Pitolisant has not been studied in obese population with BMI >40 kg/m2.

Elderly
In 68 to 80 years old healthy volunteers the pharmacokinetics of pitolisant is not different compared to younger patients (18 to 45 years of age). Above 80 years old, kinetics show a slight variation without clinical relevance. Limited data are available in elderly. Therefore, dosing should be adjusted according to their hepatic status (see section 4.2 and 4.4).

Renal impairment
In patients with impaired renal function (stages 2 to 4 according to the international classification of chronic kidney disease, i.e. creatinine clearance between 15 and 89 ml/min), Cmax and AUC tended to be increased by a factor of 2.5 (see section 4.2). The underlying mechanism is unknown.

Hepatic impairment
In patients with mild hepatic impairment (Child-Pugh A), AUC increased by a factor 1.4 while Cmax remained unchanged, compared with normal healthy volunteers.
In patients with moderate hepatic impairment (Child-Pugh B), AUC increased by a factor 2.4, while Cmax remained unchanged (see section 4.2). Pitolisant pharmacokinetics after repeated administration in patients with hepatic impairment has not been evaluated yet.

Race
All studies have been performed mainly in Caucasians (Caucasians = 270; Black = 38; Asian = 20; Other = 3). Based on the data provided by the Applicant, the exposure appears to be similar between the different races.

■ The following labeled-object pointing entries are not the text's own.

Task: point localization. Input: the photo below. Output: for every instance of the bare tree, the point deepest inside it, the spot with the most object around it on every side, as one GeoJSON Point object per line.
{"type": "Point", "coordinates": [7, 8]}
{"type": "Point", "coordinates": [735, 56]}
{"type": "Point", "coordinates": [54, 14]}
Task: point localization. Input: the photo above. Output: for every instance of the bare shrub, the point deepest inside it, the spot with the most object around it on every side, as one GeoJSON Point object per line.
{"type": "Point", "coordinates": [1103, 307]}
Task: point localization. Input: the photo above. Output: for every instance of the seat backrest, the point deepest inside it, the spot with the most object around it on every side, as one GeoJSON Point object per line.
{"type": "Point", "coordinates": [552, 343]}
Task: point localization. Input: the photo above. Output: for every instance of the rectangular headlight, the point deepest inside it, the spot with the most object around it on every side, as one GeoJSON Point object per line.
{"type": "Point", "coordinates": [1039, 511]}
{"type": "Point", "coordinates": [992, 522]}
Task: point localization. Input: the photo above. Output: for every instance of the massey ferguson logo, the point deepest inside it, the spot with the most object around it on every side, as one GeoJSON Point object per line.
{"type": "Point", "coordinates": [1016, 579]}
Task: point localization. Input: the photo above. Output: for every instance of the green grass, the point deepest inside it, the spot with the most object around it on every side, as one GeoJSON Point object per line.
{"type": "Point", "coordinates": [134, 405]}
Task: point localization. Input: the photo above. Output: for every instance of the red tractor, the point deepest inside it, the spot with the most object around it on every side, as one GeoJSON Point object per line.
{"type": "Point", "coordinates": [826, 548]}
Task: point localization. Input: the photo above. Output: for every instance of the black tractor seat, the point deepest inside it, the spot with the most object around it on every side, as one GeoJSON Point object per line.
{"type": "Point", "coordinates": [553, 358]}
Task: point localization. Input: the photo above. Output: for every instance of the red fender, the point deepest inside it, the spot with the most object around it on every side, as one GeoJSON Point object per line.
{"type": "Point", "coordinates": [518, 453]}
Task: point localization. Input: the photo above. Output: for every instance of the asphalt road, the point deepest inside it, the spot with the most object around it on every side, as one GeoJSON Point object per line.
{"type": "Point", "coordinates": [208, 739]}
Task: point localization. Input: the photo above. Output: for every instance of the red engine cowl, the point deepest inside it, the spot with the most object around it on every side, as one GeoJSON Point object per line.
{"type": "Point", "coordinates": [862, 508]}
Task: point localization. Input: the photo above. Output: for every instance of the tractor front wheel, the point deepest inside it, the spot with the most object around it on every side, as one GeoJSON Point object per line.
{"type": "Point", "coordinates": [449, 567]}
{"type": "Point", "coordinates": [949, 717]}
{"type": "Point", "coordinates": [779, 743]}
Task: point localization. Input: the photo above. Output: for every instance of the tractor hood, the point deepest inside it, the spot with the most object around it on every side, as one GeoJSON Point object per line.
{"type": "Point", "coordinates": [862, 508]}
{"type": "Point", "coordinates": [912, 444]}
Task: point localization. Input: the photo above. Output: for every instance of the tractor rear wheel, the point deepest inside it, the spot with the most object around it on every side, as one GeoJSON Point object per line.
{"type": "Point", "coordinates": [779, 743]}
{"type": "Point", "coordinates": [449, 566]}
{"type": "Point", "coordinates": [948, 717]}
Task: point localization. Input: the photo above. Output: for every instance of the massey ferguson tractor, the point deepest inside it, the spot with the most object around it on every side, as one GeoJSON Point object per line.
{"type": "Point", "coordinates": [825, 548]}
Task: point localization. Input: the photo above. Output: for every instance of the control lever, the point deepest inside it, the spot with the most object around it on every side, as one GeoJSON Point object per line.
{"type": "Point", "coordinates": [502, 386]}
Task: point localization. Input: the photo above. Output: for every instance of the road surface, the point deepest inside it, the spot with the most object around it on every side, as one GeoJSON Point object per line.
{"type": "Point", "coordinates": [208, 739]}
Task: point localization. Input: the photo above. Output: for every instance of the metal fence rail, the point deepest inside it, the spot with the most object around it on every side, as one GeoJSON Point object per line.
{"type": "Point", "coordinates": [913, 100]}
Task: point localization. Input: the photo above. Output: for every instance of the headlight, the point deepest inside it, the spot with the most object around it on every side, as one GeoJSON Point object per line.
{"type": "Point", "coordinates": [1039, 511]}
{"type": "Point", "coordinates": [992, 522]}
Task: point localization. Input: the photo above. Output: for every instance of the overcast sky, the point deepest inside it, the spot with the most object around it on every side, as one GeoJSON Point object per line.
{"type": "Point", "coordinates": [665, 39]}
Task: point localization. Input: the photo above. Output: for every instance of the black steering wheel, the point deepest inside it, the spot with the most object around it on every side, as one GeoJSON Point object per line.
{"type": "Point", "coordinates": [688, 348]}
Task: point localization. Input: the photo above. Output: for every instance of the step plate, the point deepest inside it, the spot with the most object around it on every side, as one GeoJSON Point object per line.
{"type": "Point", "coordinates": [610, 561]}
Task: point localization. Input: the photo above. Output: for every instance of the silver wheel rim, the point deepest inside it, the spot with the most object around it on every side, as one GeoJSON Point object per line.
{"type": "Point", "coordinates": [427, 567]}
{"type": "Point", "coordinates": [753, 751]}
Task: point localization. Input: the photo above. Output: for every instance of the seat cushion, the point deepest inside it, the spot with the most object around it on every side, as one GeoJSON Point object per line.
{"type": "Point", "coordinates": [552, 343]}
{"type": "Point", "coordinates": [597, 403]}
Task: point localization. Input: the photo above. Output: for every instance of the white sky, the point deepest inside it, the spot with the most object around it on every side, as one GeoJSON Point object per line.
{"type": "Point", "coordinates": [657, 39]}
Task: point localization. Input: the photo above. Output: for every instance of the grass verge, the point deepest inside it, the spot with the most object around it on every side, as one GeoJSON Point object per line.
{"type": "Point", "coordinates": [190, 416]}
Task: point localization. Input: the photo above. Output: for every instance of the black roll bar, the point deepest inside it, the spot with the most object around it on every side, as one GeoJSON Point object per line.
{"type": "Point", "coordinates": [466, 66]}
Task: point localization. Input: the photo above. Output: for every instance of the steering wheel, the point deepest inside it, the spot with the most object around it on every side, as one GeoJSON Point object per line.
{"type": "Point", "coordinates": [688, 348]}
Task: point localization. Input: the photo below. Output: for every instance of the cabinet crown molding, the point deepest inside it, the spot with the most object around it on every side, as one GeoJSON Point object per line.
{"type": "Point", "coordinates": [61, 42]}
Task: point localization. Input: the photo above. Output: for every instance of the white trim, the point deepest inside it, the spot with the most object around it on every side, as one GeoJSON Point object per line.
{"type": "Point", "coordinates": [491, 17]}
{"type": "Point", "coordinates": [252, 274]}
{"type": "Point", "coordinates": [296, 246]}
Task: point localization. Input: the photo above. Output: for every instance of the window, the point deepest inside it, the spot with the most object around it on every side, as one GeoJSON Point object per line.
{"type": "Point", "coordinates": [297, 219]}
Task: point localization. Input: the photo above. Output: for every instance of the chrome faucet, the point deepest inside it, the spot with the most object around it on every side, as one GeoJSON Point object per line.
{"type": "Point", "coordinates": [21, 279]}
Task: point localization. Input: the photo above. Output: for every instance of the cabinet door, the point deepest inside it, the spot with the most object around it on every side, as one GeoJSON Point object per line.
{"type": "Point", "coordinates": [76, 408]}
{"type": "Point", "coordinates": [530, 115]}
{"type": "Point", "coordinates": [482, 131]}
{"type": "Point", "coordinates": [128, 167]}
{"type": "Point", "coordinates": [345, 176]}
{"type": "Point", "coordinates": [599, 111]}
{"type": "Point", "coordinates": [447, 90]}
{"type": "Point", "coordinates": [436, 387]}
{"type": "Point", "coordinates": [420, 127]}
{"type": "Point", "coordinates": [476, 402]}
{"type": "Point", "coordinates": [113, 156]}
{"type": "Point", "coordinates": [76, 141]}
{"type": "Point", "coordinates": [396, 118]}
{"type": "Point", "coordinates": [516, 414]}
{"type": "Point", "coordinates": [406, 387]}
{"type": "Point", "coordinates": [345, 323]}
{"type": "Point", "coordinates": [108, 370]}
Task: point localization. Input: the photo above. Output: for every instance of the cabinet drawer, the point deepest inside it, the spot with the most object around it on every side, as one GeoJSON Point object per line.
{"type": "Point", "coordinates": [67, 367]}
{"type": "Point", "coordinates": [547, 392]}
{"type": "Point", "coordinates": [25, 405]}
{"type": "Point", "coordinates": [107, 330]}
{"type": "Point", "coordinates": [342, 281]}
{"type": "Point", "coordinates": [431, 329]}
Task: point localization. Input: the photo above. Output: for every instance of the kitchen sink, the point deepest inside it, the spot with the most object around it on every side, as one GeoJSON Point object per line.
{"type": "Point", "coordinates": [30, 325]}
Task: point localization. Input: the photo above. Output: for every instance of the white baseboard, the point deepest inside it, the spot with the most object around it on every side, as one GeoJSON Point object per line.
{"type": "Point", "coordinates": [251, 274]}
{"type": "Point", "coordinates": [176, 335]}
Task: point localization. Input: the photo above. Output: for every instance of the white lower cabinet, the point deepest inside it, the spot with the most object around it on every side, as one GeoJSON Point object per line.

CYP2D6 phenotypes and CYP3A polymorphism
The exposure to pitolisant was higher in the CYP2D6 poor metabolizers after a single dose and at steady state; Cmax and AUC(0-tau) was approximately 2.7-fold and 3.2-fold greater on Day 1 and 2.1-fold and 2.4- fold on Day 7. The serum pitolisant half-life was longer in CYP2D6 poor metabolizers compared to the extensive metabolizers.

In subjects that are CYP2D6 intermediate, extensive (normal) or ultra-rapid metabolizers, CYP2D6 is the main enzyme involved in the biotransformation of pitolisant, CYP3A is involved to a lesser extent.
CYP3A4 and CYP3A5 genetic polymorphisms are unlikely to have significant effect on the pharmacokinetic of pitolisant.
In these subjects, CYP2D6 inhibitors will have an effect on the pharmacokinetic of pitolisant, not CYP3A inhibitors. In subjects that are CYP2D6 ultra-rapid metabolizers, CYP3A inducers may lead to an even more rapid elimination of pitolisant and lower exposures compared to the other subgroups. This may result in exposures below therapeutic concentrations.

In subjects that are CYP2D6 poor metabolizers or are CYP2D6 intermediate, extensive or ultra-rapid metabolizers taking CYP3A inducers, CYP3A is significantly involved in the biotransformation of pitolisant and CYP2D6 is involved to a lesser extent. Only under these conditions, genetic polymorphisms in CYP3A4 and 3A5 may have a significant effect on the pharmacokinetic of pitolisant.
In subjects that are CYP2D6 poor metabolizers, CYP3A inhibitors and inducers will have an effect on the pharmacokinetic of pitolisant and CYP2D6 inhibitors to a much lesser extent. In subjects that are CYP2D6 intermediate, extensive or ultra-rapid metabolizers taking a CYP3A inducer, a CYP3A inhibitor will lead to a decrease in the contribution of CYP3A to the overall metabolism. However, the exposure is most likely similar to that in subjects that are not taking a CYP3A inducer. Thus, in this subpopulation, CYP3A inhibition is unlikely to affect the pharmacokinetic of pitolisant.